# Labels



## cookiecrafter (Nov 12, 2022)

I am wanting to label our recent canning.  I'm wanting a large label on the front.  I'm wanting an expiration label too.  Should I add any other information on a label on the back?


----------



## dragnlaw (Nov 13, 2022)

All I can think of is if you have the same contents with different spices (or whatever) I would also add, Batch 1, Batch 2 (or a/b) 
I usually do that, when I go back over my notes I'll see ...  OK, this is the batch that I did excellent timing on - or - timing went over...  or had to make extra "**" to top up the jar.


----------



## blissful (Nov 13, 2022)

Are these labels for you or for others or resale? 
I'm labeling just for us.
I use a removable label. I label it the type of fruit for instance, and H if honey is added and S if there is any sugar added. So the label says raspberries + H, or just raspberries/strawberries (if combined). I put the year '22 on the label. Beans, potatoes, sauce (for tomato sauce), thin sauce, thick sauce, diced tomatoes, corn.


----------



## pepperhead212 (Nov 13, 2022)

The labels I use I put all the info on one,  and they are those type that literally "wash off", yet they don't come off on their own, even after a long time (though I don't use those on the dried beans, grains, and the like).  If you have a large label, you should be able to put all the info on it.  I can see wanting another  label on the back, if giving a jar away as a gift, but not for those on my shelves - I want all that info in quick view.


----------



## GotGarlic (Nov 13, 2022)

If you're labeling them for sale, your state's cottage food law probably specifies what should appear on the label. 

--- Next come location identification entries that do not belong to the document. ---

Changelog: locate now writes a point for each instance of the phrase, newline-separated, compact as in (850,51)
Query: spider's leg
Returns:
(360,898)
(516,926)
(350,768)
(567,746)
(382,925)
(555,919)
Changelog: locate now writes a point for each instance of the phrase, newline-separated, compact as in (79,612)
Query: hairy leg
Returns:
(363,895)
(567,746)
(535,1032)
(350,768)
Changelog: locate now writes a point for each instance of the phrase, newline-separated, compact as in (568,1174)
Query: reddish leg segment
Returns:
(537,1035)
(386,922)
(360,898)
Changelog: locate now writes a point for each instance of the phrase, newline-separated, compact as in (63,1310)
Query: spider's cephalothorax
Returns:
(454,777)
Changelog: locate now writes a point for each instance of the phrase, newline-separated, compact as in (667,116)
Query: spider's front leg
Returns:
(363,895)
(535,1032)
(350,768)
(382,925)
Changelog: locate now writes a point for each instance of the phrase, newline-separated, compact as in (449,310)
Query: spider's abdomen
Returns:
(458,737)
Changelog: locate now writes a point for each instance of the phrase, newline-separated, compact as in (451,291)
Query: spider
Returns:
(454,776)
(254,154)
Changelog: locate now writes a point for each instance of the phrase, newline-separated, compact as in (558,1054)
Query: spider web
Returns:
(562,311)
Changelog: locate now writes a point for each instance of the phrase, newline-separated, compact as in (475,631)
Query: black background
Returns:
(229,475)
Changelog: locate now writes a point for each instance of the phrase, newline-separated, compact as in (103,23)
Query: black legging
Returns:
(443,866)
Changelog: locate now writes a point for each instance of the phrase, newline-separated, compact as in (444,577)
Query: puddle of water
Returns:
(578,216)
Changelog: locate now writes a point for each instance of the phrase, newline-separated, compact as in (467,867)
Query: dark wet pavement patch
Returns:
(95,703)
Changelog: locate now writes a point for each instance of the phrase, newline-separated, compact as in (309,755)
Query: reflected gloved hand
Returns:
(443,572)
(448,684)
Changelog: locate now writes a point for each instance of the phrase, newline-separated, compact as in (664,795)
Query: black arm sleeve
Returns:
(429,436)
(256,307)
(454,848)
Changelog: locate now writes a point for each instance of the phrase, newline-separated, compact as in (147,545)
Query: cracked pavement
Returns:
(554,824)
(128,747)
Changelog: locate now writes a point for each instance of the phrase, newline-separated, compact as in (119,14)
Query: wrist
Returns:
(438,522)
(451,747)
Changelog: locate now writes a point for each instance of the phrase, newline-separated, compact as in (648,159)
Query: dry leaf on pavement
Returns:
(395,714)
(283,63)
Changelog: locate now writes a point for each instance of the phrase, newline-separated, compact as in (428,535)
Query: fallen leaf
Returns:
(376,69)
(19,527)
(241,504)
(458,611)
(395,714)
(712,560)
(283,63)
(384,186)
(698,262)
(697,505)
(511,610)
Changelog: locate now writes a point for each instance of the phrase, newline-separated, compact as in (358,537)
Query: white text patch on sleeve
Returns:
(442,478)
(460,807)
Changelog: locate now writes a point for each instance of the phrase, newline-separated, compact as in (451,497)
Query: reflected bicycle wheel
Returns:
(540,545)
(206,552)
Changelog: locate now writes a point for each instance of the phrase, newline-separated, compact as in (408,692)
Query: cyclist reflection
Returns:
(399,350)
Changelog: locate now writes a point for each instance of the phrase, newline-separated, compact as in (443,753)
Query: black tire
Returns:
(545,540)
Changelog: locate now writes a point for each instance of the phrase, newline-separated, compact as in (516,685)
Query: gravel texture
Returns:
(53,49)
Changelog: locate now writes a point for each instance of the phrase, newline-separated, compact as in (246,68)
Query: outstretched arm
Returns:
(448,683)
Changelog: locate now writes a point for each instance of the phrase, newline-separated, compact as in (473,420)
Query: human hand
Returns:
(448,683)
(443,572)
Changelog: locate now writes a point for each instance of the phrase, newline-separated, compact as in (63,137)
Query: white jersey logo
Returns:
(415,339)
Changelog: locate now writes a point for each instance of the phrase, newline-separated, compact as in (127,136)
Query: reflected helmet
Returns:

If they're for yourself, put the contents or list the ingredients, and add the date made and the expiration date.


----------



## cookiecrafter (Nov 14, 2022)

Thanks for all the information.  I guess with home canning you can use whatever information works for you.


----------



## dragnlaw (Nov 15, 2022)

Better too much info than not enough and months later stare at a jar and say "hmmm, I just don't remember."


----------